Re: DIN41612: I saw that the UniSite uses this to connect the module to the system. I’m currently debating between that and a card edge connector like PCIe. For example, a PCIe 4x slot has 64 pins (48 pins with 16 left over for whatever) and a female connector costs just shy of $3 on DigiKey whereas DIN41612 requires a ~$2.50 receptacle (female) and a $3 plug (male). Now, I’ve never had a PCB manufactured before, so I don’t know how much card edge connectors cost, but from my understanding, it’s just exposed copper, no?
Also, I do plan to make this expandable, but maybe not right away. Maybe for a second revision? If I do do that, maybe a PCIe 16x for 164 connectors (160 pins with 20 driver boards with 4 leftover). If I go with DIN41612, it looks like the biggest standard size is 96 pins. I could use multiple connectors (2x64?), but that would just double the interconnect costs. I’m also wary of using actual pins as they could bend. A card edge connector doesn’t get bent pins. Anyways, that’s just for the interconnect to the actual DIP module.

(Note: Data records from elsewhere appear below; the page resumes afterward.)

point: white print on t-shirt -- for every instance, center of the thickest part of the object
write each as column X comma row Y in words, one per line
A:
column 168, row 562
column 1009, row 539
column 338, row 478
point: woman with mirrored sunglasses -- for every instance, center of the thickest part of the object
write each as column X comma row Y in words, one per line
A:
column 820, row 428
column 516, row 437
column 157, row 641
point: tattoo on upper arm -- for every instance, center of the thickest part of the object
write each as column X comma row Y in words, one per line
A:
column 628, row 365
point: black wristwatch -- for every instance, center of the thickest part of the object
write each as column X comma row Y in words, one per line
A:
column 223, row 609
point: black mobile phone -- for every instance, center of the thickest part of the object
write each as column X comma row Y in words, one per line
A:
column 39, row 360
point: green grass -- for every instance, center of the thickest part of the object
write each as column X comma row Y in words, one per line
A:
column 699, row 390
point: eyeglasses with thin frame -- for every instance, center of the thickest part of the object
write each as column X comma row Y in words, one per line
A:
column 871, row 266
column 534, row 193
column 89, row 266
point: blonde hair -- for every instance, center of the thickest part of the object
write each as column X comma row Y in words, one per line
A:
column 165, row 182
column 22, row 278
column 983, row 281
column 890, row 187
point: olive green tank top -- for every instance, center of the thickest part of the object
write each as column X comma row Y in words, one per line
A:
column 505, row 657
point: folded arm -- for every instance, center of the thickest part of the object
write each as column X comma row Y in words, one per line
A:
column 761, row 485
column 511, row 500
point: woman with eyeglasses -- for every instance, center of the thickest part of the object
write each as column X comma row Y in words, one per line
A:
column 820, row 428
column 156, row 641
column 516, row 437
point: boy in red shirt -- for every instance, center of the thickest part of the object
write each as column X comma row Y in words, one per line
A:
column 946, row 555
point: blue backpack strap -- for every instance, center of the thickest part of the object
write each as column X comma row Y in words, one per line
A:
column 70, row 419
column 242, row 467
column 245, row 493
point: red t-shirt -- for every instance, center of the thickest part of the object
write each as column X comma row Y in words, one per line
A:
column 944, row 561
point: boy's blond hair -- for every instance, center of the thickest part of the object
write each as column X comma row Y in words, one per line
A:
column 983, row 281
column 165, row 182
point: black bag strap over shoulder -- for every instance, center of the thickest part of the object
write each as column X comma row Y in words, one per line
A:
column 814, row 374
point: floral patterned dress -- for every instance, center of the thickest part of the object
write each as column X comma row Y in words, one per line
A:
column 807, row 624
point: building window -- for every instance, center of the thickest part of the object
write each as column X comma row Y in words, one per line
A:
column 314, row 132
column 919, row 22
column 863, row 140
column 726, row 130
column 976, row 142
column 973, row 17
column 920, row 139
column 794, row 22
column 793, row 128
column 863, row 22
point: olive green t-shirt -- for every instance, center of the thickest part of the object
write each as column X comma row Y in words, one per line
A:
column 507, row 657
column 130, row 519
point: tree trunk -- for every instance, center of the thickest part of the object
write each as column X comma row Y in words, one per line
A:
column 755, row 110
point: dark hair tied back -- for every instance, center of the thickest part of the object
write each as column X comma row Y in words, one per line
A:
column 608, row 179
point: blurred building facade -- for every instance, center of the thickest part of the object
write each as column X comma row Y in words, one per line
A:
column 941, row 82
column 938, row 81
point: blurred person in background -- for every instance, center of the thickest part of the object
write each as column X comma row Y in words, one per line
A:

For the interconnect on the pin driver boards, I was thinking of using standard 0.1" (2.54mm) 2x20 headers/sockets. This is partly evident in the schematic. From a quick Google search I did a while ago, they can handle about an amp per pin. With a maximum pin current of 100 mA, that wouldn’t be a problem. I could use a DIN41612 (48 pin) connector here too, but 0.1" headers/sockets are dirt cheap compared to DIN41612.